Kissing spines (aka overriding dorsal spinous processes (ORDSP)) is where the dorsal spinous processes of the vertebra in the back are abnormal and are either in contact (sometimes at all times, sometimes only while exercising/moving) or are overriding.
This can cause pain, either from bone on bone contact or due to damage to the interspinous ligament between each process, which has been shown to contain nerve fibres. The most commonly affected sites are the processes directly under the saddle, however they can be anywhere from the withers to the lumbar vertebrae.
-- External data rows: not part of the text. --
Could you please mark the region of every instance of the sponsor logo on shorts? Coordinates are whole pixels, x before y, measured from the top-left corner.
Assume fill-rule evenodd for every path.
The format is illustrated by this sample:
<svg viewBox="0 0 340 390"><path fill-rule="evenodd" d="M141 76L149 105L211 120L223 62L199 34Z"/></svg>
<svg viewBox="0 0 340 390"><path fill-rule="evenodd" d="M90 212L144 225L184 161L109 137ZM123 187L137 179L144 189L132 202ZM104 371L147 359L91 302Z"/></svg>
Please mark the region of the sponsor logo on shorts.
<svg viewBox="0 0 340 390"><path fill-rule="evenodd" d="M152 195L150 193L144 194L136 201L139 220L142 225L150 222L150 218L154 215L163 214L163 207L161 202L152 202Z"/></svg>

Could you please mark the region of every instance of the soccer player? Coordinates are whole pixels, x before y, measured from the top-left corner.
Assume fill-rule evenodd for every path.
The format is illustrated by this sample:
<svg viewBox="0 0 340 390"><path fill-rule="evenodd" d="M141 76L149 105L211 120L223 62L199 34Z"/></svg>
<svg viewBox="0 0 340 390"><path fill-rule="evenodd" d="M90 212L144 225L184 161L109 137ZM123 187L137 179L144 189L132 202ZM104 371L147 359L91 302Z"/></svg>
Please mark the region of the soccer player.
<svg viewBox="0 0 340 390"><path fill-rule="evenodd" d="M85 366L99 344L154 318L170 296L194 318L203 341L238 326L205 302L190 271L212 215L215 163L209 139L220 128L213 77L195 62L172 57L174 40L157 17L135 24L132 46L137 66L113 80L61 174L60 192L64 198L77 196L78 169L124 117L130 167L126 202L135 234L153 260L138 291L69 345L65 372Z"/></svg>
Clinical signs can include anything from back pain on palpation to poor performance to generally unhappy/angry behaviour.
Diagnosis is made via a combination of musculoskeletal examination, radiographs, blocking with local anaesthetic and bone scan.
Traditional surgical technique to remove the affected bone have involved a very large incision, a lot of damage to surrounding structures and infection and complications in wound healing. For select cases a newer technique of an interspinous ligament desmotomy involved small incisions and cutting of the ligament between the processes allowing them to separate more when the back flexes and extends, however is not possible in more severe cases where there is overriding of bone.
At Endell Equine Hospital, we perform a new technique, which is the best of both worlds. An incision that is only ~1.5cm long is made over each affected space and the bone (and ligament) is removed through these small incisions leaving large spaces between each process. This reduces the risk of wound-related complications and allows the horse to return to work quicker after their rehabilitation period, as well as having a better cosmetic appearance.
The image above shows the same horse before and after surgery, as highlighted by the yellow circles. The yellow arrows indicate the abnormal bone, with some dark areas within the bone (lysis) and also increased bone where it is more white (sclerosis). The post-opeartive image, 1 day after surgery shows a significantly enlarged space either side of the affected area before surgery, where there is no longer bone on bone contact.
One of the major advantages of the new minimally invasive surgery technique, is the quick healing of the small incisions and the excellent cosmetic appearance as shown in the image below.
This horse had surgery at 6 spaces a few months before this picture was taken and there was an excellent cosmetic outcome as well as a significant improvement in clinical signs.